O motivo é simples: Gilka, mulher negra de origem pobre, foi a primeira a publicar poesia erótica no Brasil. Isso num momento em que mulheres nem mesmo conseguiam publicar seus escritos: apenas Francisca Júlia (1817-1920) e Júlia Lopes de Almeida (1862 – 1934) tinham alguma importância no meio literário quando o primeiro livro de Gilka saiu, em 1916. Esgotada desde 1993, a obra completa da poeta carioca volta a circular pelo selo Demônio Negro.

“Gilka escreveu o erótico porque queria liberdade. Negava mordaças à sua escrita, à sua arte”, diz Jamyle Rkain, organizadora da edição. “O corpo feminino, os anseios e o gozo da mulher eram ferramentas de libertação para ela na escrita”. Nos cinco livros que publicou – Cristais partidos (1916), Estados da alma (1917), Mulher nua (1922), Meu glorioso pecado (1928) e Sublimação (1938) -, Gilka colocou em versos os desejos, os traumas, as paixões e a sexualidade feminina pela primeira vez na poesia brasileira. A crítica reagiu instantaneamente.

Rui Barbosa (1849 – 1923), por exemplo, se perguntava “como seria possível conciliar o espírito das senhoras de boa sociedade com o espírito de uma poetisa que tem o mau gosto de escrever essas coisas plebéias”. Um jornal do Rio de Janeiro publicou uma caricatura em que Gilka aparece vestindo uma saia esvoaçante junto do trecho “eu sinto que nasci para o pecado”, retirado do soneto “Reflexões”, de sua autoria. Afrânio Peixoto, em 1930, relata a Humberto de Campos sua decepção ao se encontrar pela primeira vez com Gilka, “uma pequena mestiça sombria” e não a “jovem mulher branca, atraente, chamando a atenção” que ele esperava.

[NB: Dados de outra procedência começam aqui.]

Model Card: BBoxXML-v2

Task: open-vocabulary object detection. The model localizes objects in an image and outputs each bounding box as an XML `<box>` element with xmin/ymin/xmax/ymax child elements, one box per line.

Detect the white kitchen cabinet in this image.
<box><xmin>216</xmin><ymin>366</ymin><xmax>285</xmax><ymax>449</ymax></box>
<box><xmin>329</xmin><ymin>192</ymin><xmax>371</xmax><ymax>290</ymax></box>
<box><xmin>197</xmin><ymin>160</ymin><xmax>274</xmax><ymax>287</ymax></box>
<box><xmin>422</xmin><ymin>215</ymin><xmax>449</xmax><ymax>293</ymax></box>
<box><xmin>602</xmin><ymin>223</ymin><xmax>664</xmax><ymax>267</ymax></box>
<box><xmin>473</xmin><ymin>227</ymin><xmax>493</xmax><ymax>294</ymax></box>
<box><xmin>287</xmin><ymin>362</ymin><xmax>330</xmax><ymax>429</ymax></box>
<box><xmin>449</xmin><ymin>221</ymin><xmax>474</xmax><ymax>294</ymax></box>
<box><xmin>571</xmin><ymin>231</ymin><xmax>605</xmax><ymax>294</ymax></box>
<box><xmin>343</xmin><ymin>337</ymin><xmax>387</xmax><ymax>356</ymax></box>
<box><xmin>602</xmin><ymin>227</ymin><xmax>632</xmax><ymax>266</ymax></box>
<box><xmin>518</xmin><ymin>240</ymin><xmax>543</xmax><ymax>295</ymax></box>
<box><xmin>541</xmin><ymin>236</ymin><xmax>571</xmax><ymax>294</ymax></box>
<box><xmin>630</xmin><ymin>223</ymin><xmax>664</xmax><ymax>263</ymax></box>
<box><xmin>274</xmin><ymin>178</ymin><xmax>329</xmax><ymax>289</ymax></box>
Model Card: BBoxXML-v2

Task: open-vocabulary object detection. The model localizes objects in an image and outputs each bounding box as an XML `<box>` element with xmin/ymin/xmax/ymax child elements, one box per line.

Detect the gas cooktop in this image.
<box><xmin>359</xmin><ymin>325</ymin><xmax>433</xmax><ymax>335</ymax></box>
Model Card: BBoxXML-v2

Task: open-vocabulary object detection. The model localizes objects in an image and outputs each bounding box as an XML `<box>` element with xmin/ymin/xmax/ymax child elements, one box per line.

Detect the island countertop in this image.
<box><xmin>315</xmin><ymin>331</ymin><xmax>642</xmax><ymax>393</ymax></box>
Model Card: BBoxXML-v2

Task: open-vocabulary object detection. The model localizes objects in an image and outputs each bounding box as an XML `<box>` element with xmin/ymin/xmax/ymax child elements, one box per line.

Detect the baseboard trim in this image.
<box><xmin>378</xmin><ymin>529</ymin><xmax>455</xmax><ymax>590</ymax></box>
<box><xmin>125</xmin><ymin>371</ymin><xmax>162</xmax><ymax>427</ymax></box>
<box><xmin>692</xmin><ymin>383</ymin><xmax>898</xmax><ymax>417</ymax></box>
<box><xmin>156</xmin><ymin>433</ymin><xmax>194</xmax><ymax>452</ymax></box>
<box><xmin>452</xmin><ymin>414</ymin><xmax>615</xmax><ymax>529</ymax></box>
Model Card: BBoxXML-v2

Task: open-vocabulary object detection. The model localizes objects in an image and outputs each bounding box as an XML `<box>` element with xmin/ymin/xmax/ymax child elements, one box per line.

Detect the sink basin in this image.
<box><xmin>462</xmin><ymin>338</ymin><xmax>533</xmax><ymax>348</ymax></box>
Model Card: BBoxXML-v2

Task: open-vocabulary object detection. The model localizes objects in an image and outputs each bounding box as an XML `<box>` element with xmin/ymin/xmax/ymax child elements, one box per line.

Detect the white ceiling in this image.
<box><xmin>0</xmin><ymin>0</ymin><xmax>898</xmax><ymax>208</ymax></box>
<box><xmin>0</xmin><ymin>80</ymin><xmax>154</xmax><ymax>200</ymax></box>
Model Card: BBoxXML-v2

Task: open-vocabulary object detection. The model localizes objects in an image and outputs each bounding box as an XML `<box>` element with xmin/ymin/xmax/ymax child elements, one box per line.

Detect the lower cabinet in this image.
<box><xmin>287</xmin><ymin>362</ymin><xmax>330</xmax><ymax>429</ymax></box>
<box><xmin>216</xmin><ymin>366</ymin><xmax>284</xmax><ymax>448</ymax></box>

Gilka Machado fotografada para a revista O Malho na ocasião do plebiscito para maior poeta do Brasil (Revista O Malho/Biblioteca Nacional)

Duas vidas

Houve quem reconhecesse seu talento literário, como Lima Barreto, Olavo Bilac, Nelson Rodrigues e Jorge Amado – que fez campanha para que Gilka se candidatasse a uma cadeira na Academia Brasileira de Letras quando a instituição abriu vagas para mulheres, na década de 1970. Em 1933, ela foi eleita a melhor poeta brasileira pela revista O Malho, em votação realizada com cerca de 200 intelectuais da época.

Muitas vezes, entretanto, autores e críticos a elogiavam “com o cuidado de separar a ‘Gilka da arte’ da ‘Gilka da vida’”, afirma a professora Nadia Batella Gotlib, que entrevistou a autora em 1979, um ano antes de sua morte, aos 86 anos. “Humberto de Campos ressalta suas qualidades de poeta, mas faz questão de afirmar que, por outro lado, ela era ‘a mais virtuosa das mulheres e a mais abnegada das mães’. Para poder elogiar, dividiu a Gilka em duas”, ressalta Gotlib.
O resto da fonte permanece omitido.